Wednesday, 14 September 2016

Keeping busy?

As a strategy to stop me reaching for a glass of wine, I've been keeping really busy.  The freezer now has no more room for home cooked meals.  What I'm finding out about myself is that I don't know how to relax.  If I keep busy then I can't unwind and then I want a drink.
I know a lot of you do yoga and I'm sure that may help, but I feel so time poor at the moment that the thought of finding a class and the time to go there is stressing me!
I read,  I d o HIIT exercises but need to rediscover  and find new interests. Easier said than done.

Sunday, 11 September 2016

Looking forward to 100 days

Reading a lot of blogs from people who have passed 100 days, it appears this is a time when attitudes seem to make a significant shift.   Apparently one hundred days from today is Tuesday 20th December, so my 100 days will be a few days before that.
I love Christmas, but don't start preparing very early.  I like rushingaround the week before,and the joy of being at home with the family.
There is always the stress of parties.  Will I drink too much, do anything regretable?
So this year I am preparing early.  Looking forward to having a clear head, lots of energy not thinking about controlling my drinking. I can visualise this well and am using this as a strong incentive to get to one hundred days and beyond.  Then it will be dry January.  I'll have the tools to give that a go too!.
If anyone is still trying to make day one stick, think how great it would be get one hundred days in now.

Friday, 9 September 2016

Struggle

Just done very busy work twelve hour day.
Struggle, but happy to go to bed in the understanding that tomorrow will be a great day.
MNW xx

Wednesday, 7 September 2016

New beginnings.

Back at work after the summer break.  It's always full on and very busy.  On Monday night I slept very badly.  I found it hard to wind down after a long day and was awake for hours in the night.
Tuesday was just as busy. Unfortunately I had to finally say yes to meeting a friend for her birthday. Not her actual birthday, that was a while back.  She doesn't drink much and treats having a glass of wine with the excitement I probably did as a teenager.
So there it is.  I didn't have the courage to say I wasn't drinking alcohol
as she would be shocked that this problem existed.   Only homeless people on park benches suffer this fate!   She would have felt very sorry for me and tell a lot of people I am not ready to tell what a bad way I must be in and how everyone should look after me.  Her constant hushed tone concerns would not be helpful.
Why didn't I just say I wanted a non-alcohlic drink?  I didn't want to disappoint her and, yes, I wanted one.
So I  suppose I'm beginning again, but am optimistic although feel like a failure for caving at an early hurdle.  This has redoubled my resolve, and put me on my guard!
On another matter, I have no idea why when I post comments they often appear twice. I promise I am not drunkenly hitting the send button!

Sunday, 4 September 2016

Mornings

It seems obvious, but what I am really enjoying is the early morning.  The sun has been shining(apart from today) even if it has clouded over later.  The peace and stillness are great and the expectation of a good day ahead.  You also get a lot done!
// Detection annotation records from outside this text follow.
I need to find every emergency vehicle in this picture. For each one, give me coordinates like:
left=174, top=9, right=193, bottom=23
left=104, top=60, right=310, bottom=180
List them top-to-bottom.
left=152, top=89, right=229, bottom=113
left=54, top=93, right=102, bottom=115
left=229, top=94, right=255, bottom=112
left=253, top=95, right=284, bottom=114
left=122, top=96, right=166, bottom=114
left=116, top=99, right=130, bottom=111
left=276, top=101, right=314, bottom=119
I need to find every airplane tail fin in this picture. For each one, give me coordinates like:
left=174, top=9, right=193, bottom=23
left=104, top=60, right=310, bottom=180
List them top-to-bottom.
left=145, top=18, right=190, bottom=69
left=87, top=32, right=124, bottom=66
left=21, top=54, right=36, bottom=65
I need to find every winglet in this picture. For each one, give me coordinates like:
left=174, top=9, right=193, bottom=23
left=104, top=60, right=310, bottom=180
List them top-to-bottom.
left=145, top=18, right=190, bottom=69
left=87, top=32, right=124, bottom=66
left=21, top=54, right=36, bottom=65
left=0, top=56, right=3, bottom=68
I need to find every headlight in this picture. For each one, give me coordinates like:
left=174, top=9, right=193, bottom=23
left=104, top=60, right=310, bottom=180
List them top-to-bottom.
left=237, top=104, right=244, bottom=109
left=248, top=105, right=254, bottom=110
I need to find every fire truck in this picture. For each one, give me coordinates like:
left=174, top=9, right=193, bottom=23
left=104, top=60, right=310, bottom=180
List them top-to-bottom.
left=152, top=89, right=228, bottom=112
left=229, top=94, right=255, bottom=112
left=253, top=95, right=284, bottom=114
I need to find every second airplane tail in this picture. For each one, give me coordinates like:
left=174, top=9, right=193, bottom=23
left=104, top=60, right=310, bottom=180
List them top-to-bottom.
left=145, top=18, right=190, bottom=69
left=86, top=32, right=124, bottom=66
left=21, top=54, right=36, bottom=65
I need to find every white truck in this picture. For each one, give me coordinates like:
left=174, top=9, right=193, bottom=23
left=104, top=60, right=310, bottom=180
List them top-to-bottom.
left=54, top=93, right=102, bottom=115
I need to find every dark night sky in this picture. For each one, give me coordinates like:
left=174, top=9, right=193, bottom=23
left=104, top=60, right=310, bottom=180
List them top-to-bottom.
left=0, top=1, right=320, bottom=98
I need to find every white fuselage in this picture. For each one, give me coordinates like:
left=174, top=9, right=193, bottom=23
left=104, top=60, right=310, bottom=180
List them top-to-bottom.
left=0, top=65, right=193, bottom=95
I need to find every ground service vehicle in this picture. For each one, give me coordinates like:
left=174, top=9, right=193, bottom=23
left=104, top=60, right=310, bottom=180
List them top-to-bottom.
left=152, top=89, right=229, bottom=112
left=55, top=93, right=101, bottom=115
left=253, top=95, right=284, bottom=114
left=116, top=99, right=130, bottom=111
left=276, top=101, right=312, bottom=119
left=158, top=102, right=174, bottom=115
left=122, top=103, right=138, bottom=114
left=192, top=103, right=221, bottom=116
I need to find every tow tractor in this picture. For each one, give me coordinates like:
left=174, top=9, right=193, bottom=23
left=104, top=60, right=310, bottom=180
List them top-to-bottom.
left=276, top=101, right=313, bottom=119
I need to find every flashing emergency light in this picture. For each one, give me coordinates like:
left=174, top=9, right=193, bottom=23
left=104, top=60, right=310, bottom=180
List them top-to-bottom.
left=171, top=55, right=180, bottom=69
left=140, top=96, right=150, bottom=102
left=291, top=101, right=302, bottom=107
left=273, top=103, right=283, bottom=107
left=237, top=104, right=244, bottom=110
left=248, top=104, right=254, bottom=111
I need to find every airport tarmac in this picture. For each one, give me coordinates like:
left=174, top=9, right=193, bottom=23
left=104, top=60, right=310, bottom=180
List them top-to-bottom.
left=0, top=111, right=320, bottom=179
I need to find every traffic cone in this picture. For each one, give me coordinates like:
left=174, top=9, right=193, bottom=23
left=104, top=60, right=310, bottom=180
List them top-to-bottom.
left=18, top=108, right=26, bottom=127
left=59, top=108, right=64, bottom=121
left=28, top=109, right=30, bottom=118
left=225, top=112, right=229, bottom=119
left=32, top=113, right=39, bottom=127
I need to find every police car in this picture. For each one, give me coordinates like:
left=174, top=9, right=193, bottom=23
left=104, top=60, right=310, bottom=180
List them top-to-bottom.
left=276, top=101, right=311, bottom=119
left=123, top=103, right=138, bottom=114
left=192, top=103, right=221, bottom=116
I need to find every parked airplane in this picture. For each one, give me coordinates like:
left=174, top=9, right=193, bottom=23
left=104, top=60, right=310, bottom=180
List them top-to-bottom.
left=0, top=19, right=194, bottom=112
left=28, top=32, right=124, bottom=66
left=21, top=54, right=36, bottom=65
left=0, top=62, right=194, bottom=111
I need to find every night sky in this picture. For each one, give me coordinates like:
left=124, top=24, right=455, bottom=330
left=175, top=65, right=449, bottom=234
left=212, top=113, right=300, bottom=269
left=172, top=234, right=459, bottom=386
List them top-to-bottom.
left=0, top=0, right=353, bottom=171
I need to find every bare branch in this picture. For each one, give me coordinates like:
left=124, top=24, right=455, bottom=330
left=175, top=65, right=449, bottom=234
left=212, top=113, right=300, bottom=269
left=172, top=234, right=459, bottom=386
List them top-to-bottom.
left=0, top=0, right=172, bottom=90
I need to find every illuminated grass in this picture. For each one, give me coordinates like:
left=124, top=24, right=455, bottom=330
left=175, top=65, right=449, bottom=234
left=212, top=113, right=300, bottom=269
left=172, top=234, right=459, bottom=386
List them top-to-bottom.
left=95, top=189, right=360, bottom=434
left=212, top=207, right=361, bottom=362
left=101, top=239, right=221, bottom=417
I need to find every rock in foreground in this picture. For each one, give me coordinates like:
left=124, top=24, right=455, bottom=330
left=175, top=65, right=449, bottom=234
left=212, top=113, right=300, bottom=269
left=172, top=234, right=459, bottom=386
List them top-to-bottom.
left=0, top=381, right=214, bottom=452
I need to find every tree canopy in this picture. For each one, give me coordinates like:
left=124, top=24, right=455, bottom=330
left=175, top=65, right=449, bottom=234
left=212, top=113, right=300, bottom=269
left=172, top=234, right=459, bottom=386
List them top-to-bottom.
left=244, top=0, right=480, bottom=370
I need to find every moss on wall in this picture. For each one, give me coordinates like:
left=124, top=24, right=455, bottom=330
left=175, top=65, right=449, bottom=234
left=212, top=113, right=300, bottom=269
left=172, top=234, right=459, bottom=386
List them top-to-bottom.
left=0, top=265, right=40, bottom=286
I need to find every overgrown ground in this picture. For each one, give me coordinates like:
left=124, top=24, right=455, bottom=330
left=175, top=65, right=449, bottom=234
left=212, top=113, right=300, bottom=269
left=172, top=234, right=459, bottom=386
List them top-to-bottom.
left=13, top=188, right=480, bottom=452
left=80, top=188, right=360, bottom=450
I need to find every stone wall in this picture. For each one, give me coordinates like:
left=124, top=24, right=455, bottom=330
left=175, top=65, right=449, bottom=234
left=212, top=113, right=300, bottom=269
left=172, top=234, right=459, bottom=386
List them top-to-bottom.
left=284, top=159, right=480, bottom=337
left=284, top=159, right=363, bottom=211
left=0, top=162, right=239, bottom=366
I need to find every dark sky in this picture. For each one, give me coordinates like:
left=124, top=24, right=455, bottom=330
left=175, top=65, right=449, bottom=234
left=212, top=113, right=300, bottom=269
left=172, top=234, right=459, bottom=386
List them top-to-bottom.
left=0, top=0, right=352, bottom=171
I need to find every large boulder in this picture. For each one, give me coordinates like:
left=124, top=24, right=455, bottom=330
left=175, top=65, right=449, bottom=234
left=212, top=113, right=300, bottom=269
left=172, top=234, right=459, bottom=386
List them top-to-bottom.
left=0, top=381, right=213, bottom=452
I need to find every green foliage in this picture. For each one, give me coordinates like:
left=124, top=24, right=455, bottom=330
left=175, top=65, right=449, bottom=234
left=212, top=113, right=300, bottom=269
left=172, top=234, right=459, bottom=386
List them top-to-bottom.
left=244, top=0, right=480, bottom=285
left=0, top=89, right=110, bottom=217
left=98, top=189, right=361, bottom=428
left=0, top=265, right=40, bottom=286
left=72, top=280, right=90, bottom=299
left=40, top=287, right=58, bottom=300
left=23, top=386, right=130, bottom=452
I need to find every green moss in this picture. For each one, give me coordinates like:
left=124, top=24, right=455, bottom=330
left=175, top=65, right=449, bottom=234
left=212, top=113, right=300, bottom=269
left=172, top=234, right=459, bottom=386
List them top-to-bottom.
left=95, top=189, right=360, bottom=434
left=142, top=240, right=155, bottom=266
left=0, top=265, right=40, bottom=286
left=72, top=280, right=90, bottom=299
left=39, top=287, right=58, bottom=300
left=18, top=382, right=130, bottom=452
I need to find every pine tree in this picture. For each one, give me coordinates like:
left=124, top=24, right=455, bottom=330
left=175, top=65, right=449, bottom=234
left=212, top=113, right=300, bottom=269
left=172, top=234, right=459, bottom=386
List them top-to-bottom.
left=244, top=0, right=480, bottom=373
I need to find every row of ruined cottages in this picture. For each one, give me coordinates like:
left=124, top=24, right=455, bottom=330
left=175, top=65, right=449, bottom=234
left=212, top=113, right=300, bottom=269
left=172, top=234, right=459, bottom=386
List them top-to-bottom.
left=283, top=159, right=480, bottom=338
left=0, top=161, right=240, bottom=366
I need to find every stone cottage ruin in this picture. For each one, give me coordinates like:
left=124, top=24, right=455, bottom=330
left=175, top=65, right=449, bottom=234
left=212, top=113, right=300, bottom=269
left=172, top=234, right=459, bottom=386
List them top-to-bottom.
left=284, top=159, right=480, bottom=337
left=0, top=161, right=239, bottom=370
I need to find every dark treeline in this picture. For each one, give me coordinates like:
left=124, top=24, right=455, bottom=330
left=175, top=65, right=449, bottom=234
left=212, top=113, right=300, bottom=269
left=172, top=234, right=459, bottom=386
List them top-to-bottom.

Yesterday evening, however was tough.  Sometimes you don't want to go to bed early to avoid yourself!
More positive today.

Thursday, 1 September 2016

Have been visiting friends for a couple of days.  It's amazing that if you say you don't really want to drink nobody really questions it.
Great couple of days. Now back home, God I want a drink.
PS I have an English degree but no IT skills.  After four hours of effort over the past week I am still having to write this without being able to see what I am typing.  Eventually it might be a bit more eloquent.